The shortest wavelength of the Brackett series of a hydrogen-like atom (atomic number $= Z$) is the same as the shortest wavelength of the Balmer series of hydrogen atoms. The value of $Z$ is:
(A) $2$
(B) $3$
(C) $4$
(D) $6$

Answer 1

Hint
the value of the $Z$ can be determined by using the wave length formula of the atomic spectra. The equation of the wavelength of the brackett series of hydrogen is equated with the equation of the wavelength of the Balmer series, then the value of $Z$ can be determined.
The wavelength formula for the Balmer series is given by,
$\Rightarrow \dfrac{1}{\lambda } = R\left( {\dfrac{1}{{n_1^2}} - \dfrac{1}{{n_2^2}}} \right)$
Where, $\lambda$ is the wavelength, $R$ is the Rydberg constant and $n$ is the number of spectrums.
The wavelength formula for the Bracket’s series is given by,
$\Rightarrow \dfrac{1}{\lambda } = R{Z^2}\left( {\dfrac{1}{{n_1^2}} - \dfrac{1}{{n_2^2}}} \right)$
Where, $\lambda$ is the wavelength, $R$ is the Rydberg’s constant, $Z$ is the atomic number and $n$ is the number of spectrums.

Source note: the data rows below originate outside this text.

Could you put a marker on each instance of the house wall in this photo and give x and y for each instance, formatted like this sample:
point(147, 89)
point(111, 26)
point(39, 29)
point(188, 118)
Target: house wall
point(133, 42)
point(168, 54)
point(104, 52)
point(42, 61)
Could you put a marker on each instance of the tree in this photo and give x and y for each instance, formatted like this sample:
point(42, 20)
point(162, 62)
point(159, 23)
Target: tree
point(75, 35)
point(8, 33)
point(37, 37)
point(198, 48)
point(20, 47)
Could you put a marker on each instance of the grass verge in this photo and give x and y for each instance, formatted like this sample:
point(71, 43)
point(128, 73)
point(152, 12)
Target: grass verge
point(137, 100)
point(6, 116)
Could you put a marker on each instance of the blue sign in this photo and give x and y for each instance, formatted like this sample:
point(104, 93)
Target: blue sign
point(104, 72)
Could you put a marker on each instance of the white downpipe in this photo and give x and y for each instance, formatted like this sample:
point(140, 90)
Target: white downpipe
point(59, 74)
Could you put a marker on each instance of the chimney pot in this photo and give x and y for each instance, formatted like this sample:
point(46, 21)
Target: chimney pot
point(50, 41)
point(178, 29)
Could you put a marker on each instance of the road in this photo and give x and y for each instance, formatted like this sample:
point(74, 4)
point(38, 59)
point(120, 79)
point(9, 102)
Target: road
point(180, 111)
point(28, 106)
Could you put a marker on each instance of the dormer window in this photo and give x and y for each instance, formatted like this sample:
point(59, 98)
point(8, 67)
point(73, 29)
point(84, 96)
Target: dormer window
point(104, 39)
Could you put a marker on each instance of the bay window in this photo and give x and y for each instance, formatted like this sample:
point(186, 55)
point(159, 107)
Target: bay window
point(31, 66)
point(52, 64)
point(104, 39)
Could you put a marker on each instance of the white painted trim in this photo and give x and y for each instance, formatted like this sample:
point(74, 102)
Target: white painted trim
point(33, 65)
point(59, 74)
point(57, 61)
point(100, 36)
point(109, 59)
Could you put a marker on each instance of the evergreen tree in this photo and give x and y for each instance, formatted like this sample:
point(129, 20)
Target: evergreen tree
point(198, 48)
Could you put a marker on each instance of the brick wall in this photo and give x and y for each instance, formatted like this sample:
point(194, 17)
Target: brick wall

Complete step by step answer
Given that, The shortest wavelength so ${n_2} = 0$ for both the series.
The value of ${n_1}$ for the Balmer series is $2$
The value of ${n_1}$ for the Bracket series is $4$
By substituting the values of ${n_1}$ and ${n_2}$ in the Balmer series wavelength equation, then
$\Rightarrow \dfrac{1}{\lambda } = R\left( {\dfrac{1}{{{2^2}}} - \dfrac{1}{{{\infty ^2}}}} \right)$
On further simplification in the above equation, then
$\Rightarrow \dfrac{1}{\lambda } = R\left( {\dfrac{1}{4}} \right)\,....................\left( 1 \right)$
By substituting the values of ${n_1}$ and ${n_2}$ in the Bracket series wavelength equation, then
$\Rightarrow \dfrac{1}{\lambda } = {Z^2}R\left( {\dfrac{1}{{{4^2}}} - \dfrac{1}{{{\infty ^2}}}} \right)$
On further simplification in the above equation, then
$\Rightarrow \dfrac{1}{\lambda } = {Z^2}R\left( {\dfrac{1}{{16}}} \right)\,....................\left( 2 \right)$
By equating the equation (1) and equation (2), then
$\Rightarrow R\left( {\dfrac{1}{4}} \right) = {Z^2}R\left( {\dfrac{1}{{16}}} \right)$
By cancelling the same terms in the above equation, then
$\Rightarrow \dfrac{1}{4} = \dfrac{{{Z^2}}}{{16}}$
By rearranging the terms in the above equation, then
$\Rightarrow {Z^2} = \dfrac{{16}}{4}$
On dividing the above equation, then
$\Rightarrow {Z^2} = 4$
By taking square root on both sides, then
$\Rightarrow Z = 2$
Hence, the option (A) is the correct answer.

Note
In atomic spectra, there are a number of series available and each series have separate $n$ values. But the Rydberg’s constant value is the constant value which is common for all the atomic spectra series. The wavelength equation of the Balmer series and Bracket series is equated because in the question it is given that both are the same.